Developments in telecommunications in the late 1960s and early 1970s aided the shift to online searching and retrieval from these databases. Commercial online database vendors, such as DIALOG and ORBIT (1965), sought access to these databases eagerly and marketed them to libraries, corporate information centers, and individual researchers. These sophisticated chemical information databases included not just bibliographic citations but also patents, chemical properties, structural details, crystallographic and spectroscopic data, and much more. Supplementing online searching were floppy disks and magnetic tapes, CD-ROMs, and specialized file transfer protocol files.

Expertise in searching became essential for the chemical information specialists, but they still had to contend with terminology and language problems, database coverage, and the changing nature of chemistry. Chemical information scientists saw the need to systematically readdress notational and structural conventions and their implications for machine processing. They also established a whole new way of utilizing databases in terms of chemical reactions. Subsequent developments in computer hardware and software made possible other innovations, including the use of computer graphics to create three-dimensional models of molecules. Research programs to address these areas were developed at academic institutions (such as Sheffield University’s Postgraduate School of Librarianship and the master’s degree program in chemical information at the University of Paris) and in the private sector (such as Molecular Design Ltd.).



While the revolutions in computer processing speeds and online searching significantly aided scientific communication, they did not address the scientists’ need to share tentative ideas and results while at work on a particular problem.
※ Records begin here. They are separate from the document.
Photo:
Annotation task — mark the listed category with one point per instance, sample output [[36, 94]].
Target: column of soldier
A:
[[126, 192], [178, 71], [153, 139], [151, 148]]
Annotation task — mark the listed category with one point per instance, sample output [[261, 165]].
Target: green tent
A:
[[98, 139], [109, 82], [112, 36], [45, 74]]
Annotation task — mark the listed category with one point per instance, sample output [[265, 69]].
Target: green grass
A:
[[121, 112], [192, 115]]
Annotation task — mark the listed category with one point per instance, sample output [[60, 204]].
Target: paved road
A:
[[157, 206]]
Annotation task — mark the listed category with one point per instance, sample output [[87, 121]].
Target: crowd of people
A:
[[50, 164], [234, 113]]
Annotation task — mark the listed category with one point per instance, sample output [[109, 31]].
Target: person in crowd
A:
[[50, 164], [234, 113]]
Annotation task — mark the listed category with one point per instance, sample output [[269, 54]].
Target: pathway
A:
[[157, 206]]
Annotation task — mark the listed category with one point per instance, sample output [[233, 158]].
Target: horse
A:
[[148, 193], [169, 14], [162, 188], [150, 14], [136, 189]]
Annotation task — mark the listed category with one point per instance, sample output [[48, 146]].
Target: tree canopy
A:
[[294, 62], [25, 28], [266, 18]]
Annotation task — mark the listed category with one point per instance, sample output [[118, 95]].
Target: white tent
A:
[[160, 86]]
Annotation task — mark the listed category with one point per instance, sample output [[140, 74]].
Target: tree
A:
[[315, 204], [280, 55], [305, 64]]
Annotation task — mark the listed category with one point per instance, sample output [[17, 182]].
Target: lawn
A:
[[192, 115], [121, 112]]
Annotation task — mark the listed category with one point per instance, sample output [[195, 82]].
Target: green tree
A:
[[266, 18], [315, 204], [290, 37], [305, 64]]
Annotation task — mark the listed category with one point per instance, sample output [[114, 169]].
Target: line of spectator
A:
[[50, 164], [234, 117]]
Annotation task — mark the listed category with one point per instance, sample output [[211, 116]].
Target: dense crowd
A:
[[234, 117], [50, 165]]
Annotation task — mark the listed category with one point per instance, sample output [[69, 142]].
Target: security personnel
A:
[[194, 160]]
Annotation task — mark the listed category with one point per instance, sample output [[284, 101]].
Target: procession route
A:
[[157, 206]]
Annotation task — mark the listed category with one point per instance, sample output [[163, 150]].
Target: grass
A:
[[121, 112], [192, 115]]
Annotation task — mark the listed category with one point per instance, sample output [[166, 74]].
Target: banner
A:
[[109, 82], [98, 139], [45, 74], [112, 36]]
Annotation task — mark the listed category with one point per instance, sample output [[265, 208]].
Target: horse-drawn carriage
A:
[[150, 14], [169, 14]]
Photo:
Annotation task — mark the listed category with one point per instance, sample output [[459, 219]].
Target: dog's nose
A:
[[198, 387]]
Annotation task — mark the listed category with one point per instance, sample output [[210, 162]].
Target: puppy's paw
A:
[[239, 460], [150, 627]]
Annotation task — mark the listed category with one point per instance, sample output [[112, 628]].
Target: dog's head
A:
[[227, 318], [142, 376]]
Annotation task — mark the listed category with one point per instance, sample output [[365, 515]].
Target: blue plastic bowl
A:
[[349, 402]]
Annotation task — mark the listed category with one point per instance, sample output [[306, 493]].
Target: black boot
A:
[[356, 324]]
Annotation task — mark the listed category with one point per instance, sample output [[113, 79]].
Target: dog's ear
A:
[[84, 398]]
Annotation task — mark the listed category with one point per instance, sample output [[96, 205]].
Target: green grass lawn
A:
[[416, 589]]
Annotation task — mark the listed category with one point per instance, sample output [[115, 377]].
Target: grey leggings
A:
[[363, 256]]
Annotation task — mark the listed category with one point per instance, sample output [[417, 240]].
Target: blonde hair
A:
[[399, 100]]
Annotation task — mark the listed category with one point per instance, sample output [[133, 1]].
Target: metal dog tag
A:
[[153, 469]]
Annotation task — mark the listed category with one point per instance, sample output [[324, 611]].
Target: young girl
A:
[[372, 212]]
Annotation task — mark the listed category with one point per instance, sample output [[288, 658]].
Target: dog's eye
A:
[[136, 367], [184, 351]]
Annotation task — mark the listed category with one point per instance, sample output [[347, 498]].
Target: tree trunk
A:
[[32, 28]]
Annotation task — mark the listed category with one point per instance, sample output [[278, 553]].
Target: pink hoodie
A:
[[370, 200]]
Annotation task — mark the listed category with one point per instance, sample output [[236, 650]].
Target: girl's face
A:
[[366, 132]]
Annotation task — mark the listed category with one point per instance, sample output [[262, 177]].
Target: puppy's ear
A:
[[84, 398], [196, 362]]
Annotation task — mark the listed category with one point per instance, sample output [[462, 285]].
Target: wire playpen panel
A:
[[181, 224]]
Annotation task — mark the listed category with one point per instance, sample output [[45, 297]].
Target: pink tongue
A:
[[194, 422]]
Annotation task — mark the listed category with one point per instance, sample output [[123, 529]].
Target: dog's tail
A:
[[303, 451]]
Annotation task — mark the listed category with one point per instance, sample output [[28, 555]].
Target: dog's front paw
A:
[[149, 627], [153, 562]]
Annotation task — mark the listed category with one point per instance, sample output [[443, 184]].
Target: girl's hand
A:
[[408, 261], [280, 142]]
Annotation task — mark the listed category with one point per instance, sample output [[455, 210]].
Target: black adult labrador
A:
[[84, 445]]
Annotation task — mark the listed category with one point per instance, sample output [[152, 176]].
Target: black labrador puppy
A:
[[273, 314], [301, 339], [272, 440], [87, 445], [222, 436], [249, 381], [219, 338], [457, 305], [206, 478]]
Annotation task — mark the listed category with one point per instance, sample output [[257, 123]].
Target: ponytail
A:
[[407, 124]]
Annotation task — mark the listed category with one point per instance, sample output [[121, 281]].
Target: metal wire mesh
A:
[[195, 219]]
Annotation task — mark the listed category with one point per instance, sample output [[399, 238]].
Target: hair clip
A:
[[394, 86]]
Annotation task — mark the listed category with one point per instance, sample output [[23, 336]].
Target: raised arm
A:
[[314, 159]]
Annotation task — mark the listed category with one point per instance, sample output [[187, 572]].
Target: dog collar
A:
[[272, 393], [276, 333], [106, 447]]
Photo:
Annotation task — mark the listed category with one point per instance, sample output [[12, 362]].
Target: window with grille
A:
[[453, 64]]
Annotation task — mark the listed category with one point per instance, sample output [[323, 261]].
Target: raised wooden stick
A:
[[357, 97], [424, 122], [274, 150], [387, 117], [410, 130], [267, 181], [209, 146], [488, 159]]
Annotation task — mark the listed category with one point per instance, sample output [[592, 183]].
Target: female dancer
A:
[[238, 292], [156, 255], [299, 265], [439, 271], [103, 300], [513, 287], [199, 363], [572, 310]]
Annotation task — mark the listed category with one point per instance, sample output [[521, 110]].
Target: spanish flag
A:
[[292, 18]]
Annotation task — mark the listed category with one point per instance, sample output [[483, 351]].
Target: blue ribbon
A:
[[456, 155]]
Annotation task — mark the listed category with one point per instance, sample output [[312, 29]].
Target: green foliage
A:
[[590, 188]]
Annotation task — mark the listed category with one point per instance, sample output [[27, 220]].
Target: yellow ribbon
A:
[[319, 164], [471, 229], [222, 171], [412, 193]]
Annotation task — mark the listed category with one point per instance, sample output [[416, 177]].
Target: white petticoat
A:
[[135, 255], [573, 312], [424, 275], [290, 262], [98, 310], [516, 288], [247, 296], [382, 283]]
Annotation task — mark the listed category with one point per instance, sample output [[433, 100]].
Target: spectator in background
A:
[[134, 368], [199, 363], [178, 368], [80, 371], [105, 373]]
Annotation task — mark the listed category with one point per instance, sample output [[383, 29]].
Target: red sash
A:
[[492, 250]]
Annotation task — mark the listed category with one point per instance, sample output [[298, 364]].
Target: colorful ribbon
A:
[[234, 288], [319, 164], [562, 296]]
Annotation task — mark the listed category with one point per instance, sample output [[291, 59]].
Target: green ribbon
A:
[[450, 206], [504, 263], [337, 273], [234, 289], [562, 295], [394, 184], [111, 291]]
Letters, meetings, informal technical reports, and telephone calls (the conventional methods of communicating about work in progress) were slow, expensive, or both. “Snail mail” was not good enough.

In the late 1960s the U.S. government began funding an effort to ease communication between scientists engaged in defense work. ARPANET (Advanced Research Projects Agency Network) was established in 1969 to demonstrate how communications between computers could promote cooperative research among scientists. This precursor to the Internet was very successful, but access was quite limited until 1983, when the NSF began funding it as the INTERNET (Interactive Network). In 1986 it established its own network, NSFNET, to connect supercomputing centers. Academic institutions soon followed, establishing their own networks for communicating with each other via electronic mail and file transfer systems.

Rapid improvements in the 1990s in software, computer processing speeds and storage capacity, and telecommunications links made the Internet a worldwide system. International cooperative efforts for the sharing of scientific data via the Internet, such as initiatives undertaken by the Committee on Data for Science and Technology (1966) of the International Council of Scientific Unions, have greatly enhanced the value and importance of the Internet to scientific communication. Now scientists almost anywhere in the world can communicate rapidly and completely about their research and search and retrieve scientific literature from large and complex international databases from their desktops.

Are the Internet and World Wide Web and the accessibility of sophisticated chemical information databases the ultimate fulfillment of the needs and dreams of chemical investigators and information experts? Probably not. The vast quantity of material, inadequate indexing and retrieval mechanisms, and the lack of content refereeing, continue to challenge chemical information scientists. Nevertheless, we eagerly anticipate the future.